First of all, glioblastoma is not one single, monolithic disease, but dozens — possibly hundreds — of different sub-types, each with a unique prognosis and response to various treatments. However, most oncologists I’ve heard of treat this as a single disease. Imagine if you came back from a trip to Cambodia and came down with various aches, pains, had trouble breathing; and your doctor told you that you had “Jungle Syndrome,” and was vague when you asked for more specifics, and wrote you a prescription. This is the world of glioblastoma patients — we get a terrifying diagnosis, there is not much information available — and then we get to choose between treatments that may or may not have great evidence to support them. And, it is worth noting that the most-current statistics are five years old. The half-life of medical knowledge is roughly four years. Imagine if you were doing research on cars, and the only data available to you was from before 1960 (around the time when most modern safety features started being added to them). You’d be forced to conclude that automobiles were deathtraps that were unsafe. These are the stats most oncologists and survivors have to work with. You do have to start carefully wending your way through individual stories and strategies to figure out what’s happening on Planet Cancer — and that’s all cancers, I think, not just GBM.

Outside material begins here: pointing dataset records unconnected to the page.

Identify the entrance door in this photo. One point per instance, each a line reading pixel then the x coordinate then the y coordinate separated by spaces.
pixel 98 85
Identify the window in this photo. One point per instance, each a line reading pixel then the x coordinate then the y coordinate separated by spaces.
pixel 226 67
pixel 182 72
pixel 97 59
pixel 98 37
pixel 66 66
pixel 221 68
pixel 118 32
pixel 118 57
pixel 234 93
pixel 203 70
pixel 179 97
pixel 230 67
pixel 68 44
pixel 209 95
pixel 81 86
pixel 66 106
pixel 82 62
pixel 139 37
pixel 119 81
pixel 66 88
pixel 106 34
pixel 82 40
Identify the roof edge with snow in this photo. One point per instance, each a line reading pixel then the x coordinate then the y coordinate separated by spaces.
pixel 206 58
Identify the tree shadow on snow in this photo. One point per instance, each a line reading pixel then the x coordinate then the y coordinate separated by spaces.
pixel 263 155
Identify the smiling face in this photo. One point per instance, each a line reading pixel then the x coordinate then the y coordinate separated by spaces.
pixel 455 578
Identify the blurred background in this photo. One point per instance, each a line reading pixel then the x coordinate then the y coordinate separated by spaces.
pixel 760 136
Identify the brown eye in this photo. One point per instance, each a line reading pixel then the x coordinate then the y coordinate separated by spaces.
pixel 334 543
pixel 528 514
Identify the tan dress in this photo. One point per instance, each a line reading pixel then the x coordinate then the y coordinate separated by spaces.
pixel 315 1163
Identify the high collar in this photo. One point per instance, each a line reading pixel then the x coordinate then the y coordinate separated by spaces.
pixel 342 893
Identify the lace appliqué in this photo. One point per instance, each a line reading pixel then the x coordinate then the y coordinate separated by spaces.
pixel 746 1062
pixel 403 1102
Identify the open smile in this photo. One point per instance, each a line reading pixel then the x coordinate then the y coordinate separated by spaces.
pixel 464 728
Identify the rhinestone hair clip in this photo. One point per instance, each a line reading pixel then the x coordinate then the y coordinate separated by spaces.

So, there are a million tiny little genetic factors in play. I’d advise everyone to get a copy of their biopsy report, get it tattooed to their forehead, and get the pathologist to explain what every single term means. Some will be good, some will be bad, some will just be data that might be useful at a later date, I infrequently get lists of genetic mutations from other GBM survivors that I’ve never heard of. And, like everything else, keep in mind that if something as simple as a list of mutations were comprehensively predictive, we’d live in a Gattaca-like world. Your biopsy report, and other factors — are you young, were you healthy prior to your diagnosis, do you have any other chronic conditions, etc. — are certainly predictors of what may or may not happen to you, but no one really can say until you start treatment.
Which brings up a rather critical finding, on my part. Very few GBM patients finish treatment. As I’ve pointed out, I’ve heard of less than a half-dozen of us who have done it. That shouldn’t be seen as some sort of moral judgment; a lot of us have “adverse” reactions. “Adverse” on Planet Cancer means, “Treatment will kill you long before the disease does.” Obviously, under those conditions, discontinuing treatment is advisable. Which is the dry, medical terminology for saying, “For the love of God, man, stop the chemo before it kills you!” With that in mind, it is worth noting that drug-seeking behavior in GBM patients, in my experience, is strongly linked to survival. I don’t mean anything as prosaic as opiates; I mean that the most successful (in this case, longest-lived) GBM patients will, if one treatment doesn’t work, actively seek out other treatments. That can come in a wide variety of forms; I know some folks who go on and off various chemo protocols and/or take mind-bending amounts of Rick Simpson Oil; I know one woman who had an altered herpesvirus injected into her tumor site; I know one woman who just gets surgery and radiation at terrifyingly regular intervals; the critical factor is not giving up on treatment — some form of treatment, whatever that might be.